When we were boys, my brother and I used to play at being superheroes. We’d climb up onto the bannister at the top of the stairs, and propel ourselves forward so that we’d be stretched diagonally across the bulkhead. Looking down, it felt like we were flying.
But one day, as I stood atop the bannister and threw myself forwards, I misjudged the distance. My tiny fingers fell short of the wall, and I tumbled head-first down the stairs. As I lay at the bottom in a crumpled heap I realised that I was not superman. I was in fact a six-year-old boy with a dressing gown wrapped around his shoulders and underpants on the outside of his trousers.
I still remember that moment whenever something doesn’t go my way. I remind myself that I am not superman. I am human. And sometimes mere mortals make mistakes. Sometimes life doesn’t go to plan. As a NQT, the first step towards excellence is to acknowledge that you too are only human.
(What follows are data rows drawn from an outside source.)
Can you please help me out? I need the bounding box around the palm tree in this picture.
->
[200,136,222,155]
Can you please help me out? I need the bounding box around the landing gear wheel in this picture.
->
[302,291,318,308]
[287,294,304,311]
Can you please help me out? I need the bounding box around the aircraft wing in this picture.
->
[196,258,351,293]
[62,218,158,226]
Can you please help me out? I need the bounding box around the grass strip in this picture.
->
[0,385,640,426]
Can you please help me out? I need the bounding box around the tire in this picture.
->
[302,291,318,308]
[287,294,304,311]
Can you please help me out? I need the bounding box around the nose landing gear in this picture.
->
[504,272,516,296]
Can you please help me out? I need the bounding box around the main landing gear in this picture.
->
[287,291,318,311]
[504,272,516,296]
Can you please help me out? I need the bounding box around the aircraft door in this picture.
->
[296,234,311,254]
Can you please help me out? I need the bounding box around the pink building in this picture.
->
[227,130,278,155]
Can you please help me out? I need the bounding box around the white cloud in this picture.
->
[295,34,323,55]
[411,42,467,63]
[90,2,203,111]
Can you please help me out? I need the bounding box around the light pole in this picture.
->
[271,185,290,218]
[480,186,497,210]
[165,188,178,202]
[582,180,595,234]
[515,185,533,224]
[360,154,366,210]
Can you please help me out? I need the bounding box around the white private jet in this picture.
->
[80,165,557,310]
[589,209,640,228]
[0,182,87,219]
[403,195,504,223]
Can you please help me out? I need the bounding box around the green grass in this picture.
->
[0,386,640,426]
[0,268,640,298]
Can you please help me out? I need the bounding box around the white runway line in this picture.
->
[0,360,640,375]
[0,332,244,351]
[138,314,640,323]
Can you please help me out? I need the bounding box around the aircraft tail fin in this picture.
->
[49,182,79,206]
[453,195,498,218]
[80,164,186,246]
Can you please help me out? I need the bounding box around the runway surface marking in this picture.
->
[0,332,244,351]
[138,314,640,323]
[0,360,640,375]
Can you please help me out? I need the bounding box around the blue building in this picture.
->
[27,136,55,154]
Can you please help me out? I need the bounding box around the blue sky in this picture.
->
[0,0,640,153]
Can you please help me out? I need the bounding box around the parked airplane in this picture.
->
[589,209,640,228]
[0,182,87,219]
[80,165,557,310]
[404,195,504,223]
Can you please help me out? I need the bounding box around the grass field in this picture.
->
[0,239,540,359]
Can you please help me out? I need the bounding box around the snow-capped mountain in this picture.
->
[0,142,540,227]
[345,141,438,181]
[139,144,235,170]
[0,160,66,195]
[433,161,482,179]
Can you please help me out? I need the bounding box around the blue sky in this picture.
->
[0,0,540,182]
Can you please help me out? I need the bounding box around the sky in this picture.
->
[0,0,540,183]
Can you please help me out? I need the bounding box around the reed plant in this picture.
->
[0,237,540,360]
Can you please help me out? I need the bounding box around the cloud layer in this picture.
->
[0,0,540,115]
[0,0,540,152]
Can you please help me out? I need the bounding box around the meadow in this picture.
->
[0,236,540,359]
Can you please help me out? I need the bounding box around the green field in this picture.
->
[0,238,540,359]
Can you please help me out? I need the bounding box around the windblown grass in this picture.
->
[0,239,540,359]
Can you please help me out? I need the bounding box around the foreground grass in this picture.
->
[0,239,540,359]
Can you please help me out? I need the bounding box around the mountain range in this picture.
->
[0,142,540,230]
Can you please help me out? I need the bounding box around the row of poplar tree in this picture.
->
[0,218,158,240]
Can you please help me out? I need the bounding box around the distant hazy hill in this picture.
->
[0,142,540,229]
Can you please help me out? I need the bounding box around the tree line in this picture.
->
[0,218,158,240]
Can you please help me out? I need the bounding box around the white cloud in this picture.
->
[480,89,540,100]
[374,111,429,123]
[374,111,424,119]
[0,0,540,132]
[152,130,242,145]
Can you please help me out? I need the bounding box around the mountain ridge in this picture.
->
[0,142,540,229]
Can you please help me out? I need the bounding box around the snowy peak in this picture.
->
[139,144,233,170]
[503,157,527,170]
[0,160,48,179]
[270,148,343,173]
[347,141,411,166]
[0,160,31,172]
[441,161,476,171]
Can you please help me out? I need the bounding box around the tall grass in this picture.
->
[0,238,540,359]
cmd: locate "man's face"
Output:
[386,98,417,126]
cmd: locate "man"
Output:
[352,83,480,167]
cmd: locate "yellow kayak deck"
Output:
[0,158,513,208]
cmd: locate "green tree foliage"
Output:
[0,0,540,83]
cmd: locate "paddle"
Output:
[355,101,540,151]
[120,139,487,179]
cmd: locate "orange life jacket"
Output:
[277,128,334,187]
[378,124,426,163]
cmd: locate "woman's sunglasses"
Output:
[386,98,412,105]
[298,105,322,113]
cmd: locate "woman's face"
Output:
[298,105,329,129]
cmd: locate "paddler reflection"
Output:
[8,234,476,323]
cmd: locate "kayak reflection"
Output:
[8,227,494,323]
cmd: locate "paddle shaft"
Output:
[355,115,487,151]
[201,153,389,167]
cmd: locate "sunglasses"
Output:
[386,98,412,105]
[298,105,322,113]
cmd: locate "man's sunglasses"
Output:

And because you’re human, sometimes things won’t go your way. Sometimes one of the 30 or so other others humans in your classroom – humans who, like you, have home lives which might not be perfect; humans who, like you, have emotions and hormones – might not behave as well as you’d like them to.
Misbehaviour is not your fault
And hear this: it will never be your fault. Students misbehave for a variety of reasons – some complex, some simple – but never because you make them misbehave.
Often there are things you can do to prevent students from misbehaving. Often there are things you can do to curtail and correct their misbehaviour once it’s arisen. But, nevertheless, their misbehaviour is never your fault. So do not take it personally. Do not, for one moment, allow it to demoralise you. Do not become downbeat and assume that you’re not cut out for teaching. You are brilliant and you will continue to grow into the role of a teacher. So let’s look at why students misbehave and explore a few things you can do to help...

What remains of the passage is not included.